L’escale a donc été médiatisée (11 mars) alors qu’elle touchait à sa fin. Les articles, quasiment tous similaires, ont diffusé quelques clichés pris par la partie française, et repris des précisions données par l’ambassade de France. Fait peu fréquent dans les commentaires des médias vietnamiens, il a été mis en valeur le fait que ce déploiement participe de la volonté de la France de contribuer à la liberté de circulation en mer « de l’Est », un axe fort de la stratégie indo-pacifique du ministère français des armées français. Sans doute faut-il voir dans ce coup de projecteur sur cette mission la reprise d’éléments qui étaient déjà cités par le bureau communication des forces françaises basées à Tahiti, auxquelles le Prairialappartient, mais aussi la volonté des autorités françaises de valoriser, à très juste titre, l’importante présence navale française dans le Pacifique occidental en ce début d’année 2021. Enfin, à défaut de pouvoir mettre en exergue des interactions physiques avec les autorités vietnamiennes, les médias ont largement repris une information reçue de l’attaché de défense et relative à une intervention technique qui devait être menée sur l’hélicoptère embarqué par la frégate (une vénérable Alouette III) (*). Des propos similaires avaient été tenus par l’ambassade de France à Tokyo à propos de l’escale du Prairial à Sasebo, deux semaines auparavant.
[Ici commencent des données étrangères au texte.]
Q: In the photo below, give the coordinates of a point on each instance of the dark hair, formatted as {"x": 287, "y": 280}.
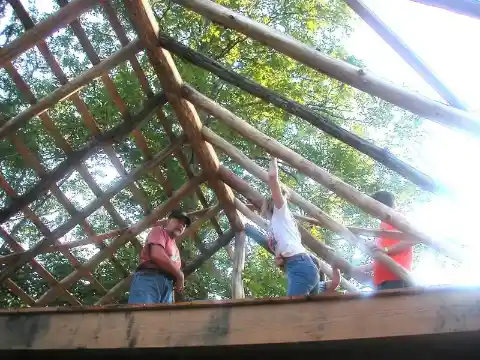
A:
{"x": 385, "y": 197}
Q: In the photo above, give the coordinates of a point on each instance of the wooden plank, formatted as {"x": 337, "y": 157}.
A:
{"x": 44, "y": 29}
{"x": 246, "y": 322}
{"x": 318, "y": 247}
{"x": 404, "y": 51}
{"x": 464, "y": 7}
{"x": 74, "y": 158}
{"x": 147, "y": 27}
{"x": 70, "y": 88}
{"x": 207, "y": 253}
{"x": 89, "y": 209}
{"x": 331, "y": 182}
{"x": 262, "y": 223}
{"x": 321, "y": 122}
{"x": 337, "y": 69}
{"x": 134, "y": 230}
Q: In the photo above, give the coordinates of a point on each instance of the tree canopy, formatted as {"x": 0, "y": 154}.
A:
{"x": 325, "y": 25}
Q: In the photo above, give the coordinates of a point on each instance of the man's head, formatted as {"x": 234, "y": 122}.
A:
{"x": 177, "y": 222}
{"x": 385, "y": 197}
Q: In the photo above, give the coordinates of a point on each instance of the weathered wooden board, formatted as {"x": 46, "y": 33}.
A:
{"x": 247, "y": 322}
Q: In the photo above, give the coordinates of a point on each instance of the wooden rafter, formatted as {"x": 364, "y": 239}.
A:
{"x": 157, "y": 213}
{"x": 147, "y": 28}
{"x": 331, "y": 182}
{"x": 321, "y": 122}
{"x": 337, "y": 69}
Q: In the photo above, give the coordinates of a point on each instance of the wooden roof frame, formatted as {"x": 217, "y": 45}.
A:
{"x": 184, "y": 100}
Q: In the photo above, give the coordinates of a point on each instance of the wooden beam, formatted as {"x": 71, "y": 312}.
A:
{"x": 192, "y": 266}
{"x": 70, "y": 88}
{"x": 407, "y": 54}
{"x": 238, "y": 291}
{"x": 140, "y": 226}
{"x": 464, "y": 7}
{"x": 88, "y": 210}
{"x": 44, "y": 29}
{"x": 394, "y": 315}
{"x": 319, "y": 248}
{"x": 147, "y": 27}
{"x": 331, "y": 182}
{"x": 337, "y": 69}
{"x": 222, "y": 241}
{"x": 321, "y": 122}
{"x": 76, "y": 157}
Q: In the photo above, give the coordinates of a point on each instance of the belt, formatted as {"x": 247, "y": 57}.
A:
{"x": 301, "y": 256}
{"x": 153, "y": 271}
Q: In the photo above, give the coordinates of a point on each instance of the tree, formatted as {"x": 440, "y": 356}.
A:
{"x": 325, "y": 25}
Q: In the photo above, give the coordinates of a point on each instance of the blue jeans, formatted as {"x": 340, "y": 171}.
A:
{"x": 150, "y": 288}
{"x": 302, "y": 275}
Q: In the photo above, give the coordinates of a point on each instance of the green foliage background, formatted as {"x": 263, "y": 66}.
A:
{"x": 325, "y": 25}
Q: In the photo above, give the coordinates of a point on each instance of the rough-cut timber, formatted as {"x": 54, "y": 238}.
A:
{"x": 248, "y": 322}
{"x": 405, "y": 52}
{"x": 44, "y": 29}
{"x": 243, "y": 188}
{"x": 115, "y": 134}
{"x": 337, "y": 69}
{"x": 70, "y": 88}
{"x": 321, "y": 122}
{"x": 147, "y": 28}
{"x": 88, "y": 210}
{"x": 320, "y": 175}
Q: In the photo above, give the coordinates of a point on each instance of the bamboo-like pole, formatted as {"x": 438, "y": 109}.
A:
{"x": 464, "y": 7}
{"x": 222, "y": 241}
{"x": 319, "y": 248}
{"x": 146, "y": 26}
{"x": 76, "y": 157}
{"x": 140, "y": 226}
{"x": 238, "y": 291}
{"x": 337, "y": 69}
{"x": 319, "y": 121}
{"x": 88, "y": 210}
{"x": 5, "y": 259}
{"x": 342, "y": 189}
{"x": 307, "y": 206}
{"x": 405, "y": 52}
{"x": 70, "y": 88}
{"x": 262, "y": 223}
{"x": 44, "y": 29}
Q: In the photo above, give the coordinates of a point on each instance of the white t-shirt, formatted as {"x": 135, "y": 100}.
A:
{"x": 283, "y": 235}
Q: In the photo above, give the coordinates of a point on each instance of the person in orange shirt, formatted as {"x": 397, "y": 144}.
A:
{"x": 400, "y": 251}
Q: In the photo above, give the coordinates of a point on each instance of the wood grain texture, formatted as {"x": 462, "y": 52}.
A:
{"x": 323, "y": 177}
{"x": 145, "y": 24}
{"x": 270, "y": 321}
{"x": 44, "y": 29}
{"x": 337, "y": 69}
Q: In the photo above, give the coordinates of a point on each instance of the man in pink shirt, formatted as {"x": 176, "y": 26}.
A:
{"x": 159, "y": 271}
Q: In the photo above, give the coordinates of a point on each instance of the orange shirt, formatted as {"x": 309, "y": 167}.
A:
{"x": 380, "y": 272}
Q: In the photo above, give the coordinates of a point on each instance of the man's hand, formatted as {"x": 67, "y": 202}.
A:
{"x": 179, "y": 281}
{"x": 279, "y": 261}
{"x": 335, "y": 279}
{"x": 273, "y": 170}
Des remerciements appuyés ont été publiquement adressés aux autorités militaires vietnamiennes pour avoir facilité l’intervention d’une équipe de techniciens en provenance de France, ce qui dans le contexte sanitaire très sévère est un geste réellement de nature à favoriser la relation bilatérale.
Alors que la frégate a désormais repris la mer et son transit vers la Polynésie française, l’on gardera l’image d’une escale réussie, avec un impact positif sur la relation militaire vietnamo-française, et dont le professionnalisme avec laquelle elle a été organisée renforce le crédit dont jouit déjà le Viêt Nam dans la lutte internationale contre la pandémie de COVID-19. Nul doute que Cam Ranh devrait voir sa fréquentation en hausse en cette année durant laquelle plusieurs nations déploieront des moyens importants en mer de Chine méridionale. La marine française y est d'ores et déjà attendue à nouveau avec l'escale du porte-hélicoptères amphibie Tonnerre et de la frégate légère furtive Surcouf, déployés dans le cadre de la mission Jeanne d'Arc, en mai.
(*) « Với sự giúp đỡ từ phía Việt Nam, chúng tôi đã mời kỹ sư từ Pháp sang Việt Nam để lên tàu chữa máy bay trực thăng trên đó » (« Avec l'aide de la partie vietnamienne, nous avons fait venir des techniciens depuis la France jusqu’au Viêt Nam pour procéder à la réparation de l’hélicoptère embarqué »).